By HANS ULRICH GUMBRECHT*
Excerpt from newly released book
“I do nothing” – the last three years of Diderot's life
1.
On July 28, 1781, three years and three days before he died, Denis Diderot wrote a letter to Angélique de Vandeul, his beloved and only daughter – this text would be the last document in which he speaks of himself. Angélique's moral and aesthetic education, in accordance with the ideals of the Enlightenment, was so important to her father that he constantly feared exposing her to conflicts with her mother's rigid religious values.

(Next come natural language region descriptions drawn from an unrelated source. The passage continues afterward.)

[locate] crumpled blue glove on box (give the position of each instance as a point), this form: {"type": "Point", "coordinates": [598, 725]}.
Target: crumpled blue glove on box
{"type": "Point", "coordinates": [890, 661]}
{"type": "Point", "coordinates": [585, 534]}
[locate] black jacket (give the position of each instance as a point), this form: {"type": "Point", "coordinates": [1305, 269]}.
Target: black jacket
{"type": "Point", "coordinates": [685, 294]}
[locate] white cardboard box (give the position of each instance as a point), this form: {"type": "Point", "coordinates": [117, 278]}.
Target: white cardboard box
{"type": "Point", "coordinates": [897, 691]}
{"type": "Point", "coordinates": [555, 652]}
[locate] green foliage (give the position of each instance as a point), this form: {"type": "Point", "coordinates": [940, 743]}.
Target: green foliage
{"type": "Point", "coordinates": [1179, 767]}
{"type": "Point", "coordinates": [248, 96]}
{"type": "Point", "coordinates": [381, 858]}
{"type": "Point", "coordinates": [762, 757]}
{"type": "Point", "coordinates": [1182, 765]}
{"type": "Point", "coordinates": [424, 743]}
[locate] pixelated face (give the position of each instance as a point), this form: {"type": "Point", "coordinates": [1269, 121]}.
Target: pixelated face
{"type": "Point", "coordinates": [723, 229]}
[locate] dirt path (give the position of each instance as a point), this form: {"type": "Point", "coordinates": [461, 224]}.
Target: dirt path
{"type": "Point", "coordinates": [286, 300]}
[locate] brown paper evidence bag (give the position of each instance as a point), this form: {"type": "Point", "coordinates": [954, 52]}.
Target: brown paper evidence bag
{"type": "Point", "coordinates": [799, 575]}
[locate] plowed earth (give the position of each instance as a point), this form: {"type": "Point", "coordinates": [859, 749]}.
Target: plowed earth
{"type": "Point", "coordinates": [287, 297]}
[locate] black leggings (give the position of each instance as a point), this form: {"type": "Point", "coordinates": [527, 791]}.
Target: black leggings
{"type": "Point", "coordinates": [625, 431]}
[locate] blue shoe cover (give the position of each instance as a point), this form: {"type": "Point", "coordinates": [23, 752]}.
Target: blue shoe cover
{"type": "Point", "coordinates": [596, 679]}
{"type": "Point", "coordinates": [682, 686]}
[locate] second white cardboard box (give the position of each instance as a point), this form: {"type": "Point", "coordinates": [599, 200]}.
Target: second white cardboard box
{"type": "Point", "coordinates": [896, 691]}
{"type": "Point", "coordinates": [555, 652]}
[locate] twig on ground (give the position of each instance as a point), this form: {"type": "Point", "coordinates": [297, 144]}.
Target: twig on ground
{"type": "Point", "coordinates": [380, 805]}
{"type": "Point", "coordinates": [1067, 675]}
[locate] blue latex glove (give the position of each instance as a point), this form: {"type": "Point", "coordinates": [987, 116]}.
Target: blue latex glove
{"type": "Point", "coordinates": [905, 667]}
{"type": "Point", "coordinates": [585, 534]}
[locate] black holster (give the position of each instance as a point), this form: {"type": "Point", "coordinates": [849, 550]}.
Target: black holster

In September 1772, aged 19, Angélique married Abel-François-Nicolas Caroillon de Vandeul, the son of a wealthy family from Langres, thanks to a good dowry that Diderot tenaciously negotiated with his future son-in-law and to the stipend he Catherine the Great had offered him. Shortly thereafter, the new father-in-law called upon his contacts in Parisian politics and business to promote Angélique's husband, and by 1781 Abel was launched making his fortune in the emerging steel industry. The couple went on to have two children, continued to travel frequently between Langres and Paris and enjoyed a life of reasonable comfort according to the standards of the social class and historical time in which they lived.
The words that begin Diderot's last personal letter reveal that it was motivated by an amorous request from Angélique and that her father was having difficulty in responding to her: "I don't know, my daughter, if you take great pleasure in reading me, but not he ignores that writing is torture for me; and that doesn't stop her from demanding another one of my letters; this is what is called a pure personality, and giving yourself decidedly preference over others.”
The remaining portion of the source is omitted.